Aventuras de Picasso (Picassos Äventyr, 1978)

The Adventures of Picasso - 1978

Arte é uma mentira que nos faz perceber a verdade.

De vez em quando nos deparamos com filmes que são cultuados, mas nem tanto quanto deveriam, pior, são verdadeiras obras primas. Picassos Äventyr é um desses casos. Imagine um filme sueco que é uma biografia de Pablo Picasso feita como se fosse um Dom Quixote filmado pelo Monty Python, essa é a visualização que mais poderia descrever exatamente o que se passa neste pedaço de arte conduzido pelo literato Tage Danielsson.
A comédia sueca não é algo muito popular para o resto do mundo, mas Tage Danielsson era um dos grandes, fica claro que além de dramaturgo e poeta,adventures of picasso Danielsson transcreveu a literatura para seu cinema, sobretudo a literatura picaresca que lhe empresta todo o sentido narrativo e delineador das personagens.
Como de costume, Danielssen divide os méritos com seu fiel escudeiro Hans Alfredson para contar a saga de nosso herói único, talvez o maior dos pícaros do século XX, entremeando fatos históricos que muito bem resumem toda a primeira metade do século que elevou Pablito não apenas à categoria de gênio artístico, como também de personalidade fascinante e ícone popular.

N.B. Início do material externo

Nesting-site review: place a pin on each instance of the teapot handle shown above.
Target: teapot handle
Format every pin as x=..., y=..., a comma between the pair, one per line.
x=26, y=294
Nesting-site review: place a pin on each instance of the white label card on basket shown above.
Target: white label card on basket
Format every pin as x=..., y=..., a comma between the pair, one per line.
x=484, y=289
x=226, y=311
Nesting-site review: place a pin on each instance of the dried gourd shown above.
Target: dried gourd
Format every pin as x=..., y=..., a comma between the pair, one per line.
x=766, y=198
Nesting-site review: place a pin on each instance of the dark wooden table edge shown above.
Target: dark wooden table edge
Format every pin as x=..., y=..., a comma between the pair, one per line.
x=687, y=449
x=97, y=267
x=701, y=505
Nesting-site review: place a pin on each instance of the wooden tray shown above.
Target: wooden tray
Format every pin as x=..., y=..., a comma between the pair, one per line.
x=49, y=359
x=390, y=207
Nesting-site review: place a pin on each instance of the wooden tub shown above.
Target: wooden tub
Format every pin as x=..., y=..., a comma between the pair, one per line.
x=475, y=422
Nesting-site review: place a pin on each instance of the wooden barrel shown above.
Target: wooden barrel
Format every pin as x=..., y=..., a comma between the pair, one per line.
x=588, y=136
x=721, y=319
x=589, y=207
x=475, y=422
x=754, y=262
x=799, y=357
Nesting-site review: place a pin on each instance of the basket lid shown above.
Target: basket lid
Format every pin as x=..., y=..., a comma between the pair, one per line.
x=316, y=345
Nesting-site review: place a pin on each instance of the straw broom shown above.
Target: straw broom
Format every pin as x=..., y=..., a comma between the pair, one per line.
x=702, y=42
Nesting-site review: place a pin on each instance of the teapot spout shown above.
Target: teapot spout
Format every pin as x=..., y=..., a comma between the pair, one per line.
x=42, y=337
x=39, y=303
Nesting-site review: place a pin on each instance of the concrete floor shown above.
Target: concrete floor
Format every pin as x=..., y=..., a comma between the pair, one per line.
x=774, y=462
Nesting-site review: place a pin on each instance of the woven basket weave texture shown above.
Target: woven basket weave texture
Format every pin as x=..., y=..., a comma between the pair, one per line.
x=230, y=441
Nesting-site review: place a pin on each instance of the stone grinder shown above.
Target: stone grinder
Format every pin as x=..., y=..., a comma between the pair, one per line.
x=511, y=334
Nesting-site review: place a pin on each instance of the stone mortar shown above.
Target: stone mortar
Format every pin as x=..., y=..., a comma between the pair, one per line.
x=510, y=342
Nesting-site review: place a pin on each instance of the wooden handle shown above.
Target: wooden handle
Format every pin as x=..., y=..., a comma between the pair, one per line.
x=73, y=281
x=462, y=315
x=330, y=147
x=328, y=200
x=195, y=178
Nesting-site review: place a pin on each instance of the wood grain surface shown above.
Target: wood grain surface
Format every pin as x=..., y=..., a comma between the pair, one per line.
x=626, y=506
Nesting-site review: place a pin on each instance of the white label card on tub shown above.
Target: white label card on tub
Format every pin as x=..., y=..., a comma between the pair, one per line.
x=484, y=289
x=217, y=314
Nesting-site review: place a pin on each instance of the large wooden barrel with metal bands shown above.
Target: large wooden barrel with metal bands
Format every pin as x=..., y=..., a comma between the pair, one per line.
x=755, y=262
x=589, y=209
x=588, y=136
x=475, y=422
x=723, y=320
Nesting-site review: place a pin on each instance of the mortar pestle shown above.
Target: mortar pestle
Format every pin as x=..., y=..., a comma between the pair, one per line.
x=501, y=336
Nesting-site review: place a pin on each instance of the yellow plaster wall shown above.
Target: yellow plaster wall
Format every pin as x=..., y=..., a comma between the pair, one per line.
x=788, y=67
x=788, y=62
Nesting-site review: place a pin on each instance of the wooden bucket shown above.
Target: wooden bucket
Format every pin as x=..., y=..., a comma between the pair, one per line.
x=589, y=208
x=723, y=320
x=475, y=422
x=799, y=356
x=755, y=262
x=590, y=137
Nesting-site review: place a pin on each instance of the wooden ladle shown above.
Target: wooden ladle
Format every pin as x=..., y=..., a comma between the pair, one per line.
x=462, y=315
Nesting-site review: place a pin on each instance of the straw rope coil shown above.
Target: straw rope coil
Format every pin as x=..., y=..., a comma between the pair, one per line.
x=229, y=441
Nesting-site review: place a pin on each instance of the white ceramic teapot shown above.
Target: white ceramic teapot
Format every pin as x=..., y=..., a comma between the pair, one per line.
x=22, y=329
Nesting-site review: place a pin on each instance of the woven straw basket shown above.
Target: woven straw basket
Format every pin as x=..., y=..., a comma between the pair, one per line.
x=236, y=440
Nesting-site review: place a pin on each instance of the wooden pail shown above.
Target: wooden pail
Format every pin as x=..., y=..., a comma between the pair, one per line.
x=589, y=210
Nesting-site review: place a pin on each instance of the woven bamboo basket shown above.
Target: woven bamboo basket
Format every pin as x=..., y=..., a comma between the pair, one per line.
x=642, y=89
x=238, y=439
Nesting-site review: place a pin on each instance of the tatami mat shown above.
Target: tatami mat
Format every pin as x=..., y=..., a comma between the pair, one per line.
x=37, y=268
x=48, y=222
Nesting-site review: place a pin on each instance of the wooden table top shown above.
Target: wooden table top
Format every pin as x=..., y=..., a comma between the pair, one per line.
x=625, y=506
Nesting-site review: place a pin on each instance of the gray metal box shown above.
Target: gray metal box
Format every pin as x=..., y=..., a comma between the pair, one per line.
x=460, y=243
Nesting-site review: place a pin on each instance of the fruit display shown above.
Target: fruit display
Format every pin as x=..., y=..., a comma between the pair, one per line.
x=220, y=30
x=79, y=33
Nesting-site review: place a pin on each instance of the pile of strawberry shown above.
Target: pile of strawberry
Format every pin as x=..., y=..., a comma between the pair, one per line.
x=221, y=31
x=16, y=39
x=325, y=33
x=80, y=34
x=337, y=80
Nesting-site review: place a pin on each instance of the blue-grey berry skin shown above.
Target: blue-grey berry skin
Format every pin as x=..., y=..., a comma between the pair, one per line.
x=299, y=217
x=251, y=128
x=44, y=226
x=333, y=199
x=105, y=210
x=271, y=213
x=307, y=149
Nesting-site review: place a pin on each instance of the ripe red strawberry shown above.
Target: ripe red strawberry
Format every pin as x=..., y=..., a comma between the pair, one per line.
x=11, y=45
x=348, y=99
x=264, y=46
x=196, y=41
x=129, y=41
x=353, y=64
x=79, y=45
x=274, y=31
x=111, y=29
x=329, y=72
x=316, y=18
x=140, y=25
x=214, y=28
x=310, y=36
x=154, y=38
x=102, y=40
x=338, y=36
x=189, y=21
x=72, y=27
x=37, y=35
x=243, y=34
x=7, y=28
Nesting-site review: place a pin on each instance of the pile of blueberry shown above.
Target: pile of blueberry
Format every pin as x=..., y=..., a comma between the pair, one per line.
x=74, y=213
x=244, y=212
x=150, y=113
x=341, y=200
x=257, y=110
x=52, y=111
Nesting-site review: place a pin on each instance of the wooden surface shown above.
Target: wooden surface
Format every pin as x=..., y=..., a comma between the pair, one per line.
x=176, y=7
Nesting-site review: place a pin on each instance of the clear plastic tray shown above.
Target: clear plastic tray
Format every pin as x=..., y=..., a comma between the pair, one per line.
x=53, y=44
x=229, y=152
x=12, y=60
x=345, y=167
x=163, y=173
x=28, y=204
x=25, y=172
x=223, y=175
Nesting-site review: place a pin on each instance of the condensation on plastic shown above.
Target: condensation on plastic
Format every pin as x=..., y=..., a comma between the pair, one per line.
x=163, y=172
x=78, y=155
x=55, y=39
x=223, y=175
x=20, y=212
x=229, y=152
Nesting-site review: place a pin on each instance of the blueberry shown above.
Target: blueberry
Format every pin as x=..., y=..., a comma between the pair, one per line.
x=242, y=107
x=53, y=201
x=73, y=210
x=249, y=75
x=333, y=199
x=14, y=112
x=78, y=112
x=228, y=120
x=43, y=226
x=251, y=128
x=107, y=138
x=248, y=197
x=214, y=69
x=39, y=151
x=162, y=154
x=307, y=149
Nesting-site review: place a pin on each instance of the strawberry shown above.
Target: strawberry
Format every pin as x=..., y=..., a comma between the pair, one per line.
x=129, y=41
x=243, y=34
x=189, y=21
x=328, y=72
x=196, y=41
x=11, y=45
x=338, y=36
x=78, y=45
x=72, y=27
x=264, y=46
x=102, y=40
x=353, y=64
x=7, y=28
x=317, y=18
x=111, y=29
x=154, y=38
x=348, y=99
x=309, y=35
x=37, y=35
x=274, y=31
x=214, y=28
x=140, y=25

Estão lá os “verdadeiros” motivos do início da Segunda Guerra Mundial, o fato da Lei Seca americana se resumir à secura dos pincéis, a tranformação da beleza e da arte em produção capitalista inclusive o uso de seu famoso símbolo da paz que também dá nome a sua filha Paloma. Tudo devidamente acompanhado por suas fases artísticas de alguma maneira representadas visualmente em maior ou menor grau, às vezes até imperceptivelmente, lembrando muito a postura que Todd Haynes adotou para biografar Bob Dylan em seu último filme.
Impressiona como Gösta Ekman ficou parecido com o verdadeiro Picasso, ele o interpreta da juventude até o envelhecer, poderia dizer desde os tempos em que usava calça curta, mas como Picasso usou calça curta por toda a vida, fica meio difícil quando se faz a transição da adolescência para a vida adulta no filme. Ekman já havia trabalhado com o duo Danielssen-Alfredson umas tantas vezes, inclusive interpretando Dante Alighieri, outras tantas com Ingmar Bergman como assitente de direção e ator, além de seu pai Hasse Ekman que fora o maior diretor sueco pré-Bergman. Este Gösta Ekman herdou o nome de seu avô, considerado a maior lenda do teatro na Suécia, mas é mais conhecido pelo mundo como o Fausto de Murnau.
Um monte de suecos que não falavam espanhol nem francês se comunicando monosilabicamente dá um tom ainda mais engraçado e até dois queridinhos de Richard Lester, Wilfrid Brambell e Bernard Cribbins, dão as caras por aqui como o casal Alice B. Toklas e Gertrude Stain – sei, tinham que ser dois britânicos vestidos de mulher para ter graça, mas pode acreditar, esta é uma das melhores e mais hilariantes comédias já produzidas. E sim, é uma obra prima.

adventures of picasso

Nota: Já que rolou o assunto Gösta Ekman avô, tem uma historinha bacaninha dele com o Fausto. Quando ele foi para a Alemanha filmar com Murnau acabou por adquirir o vício da cocaína, em virtude disso sua saúde foi se debilitando cada vez mais nos anos posteriores e terminou por morrer de pneumonia. E Mefisto ganhou a luta.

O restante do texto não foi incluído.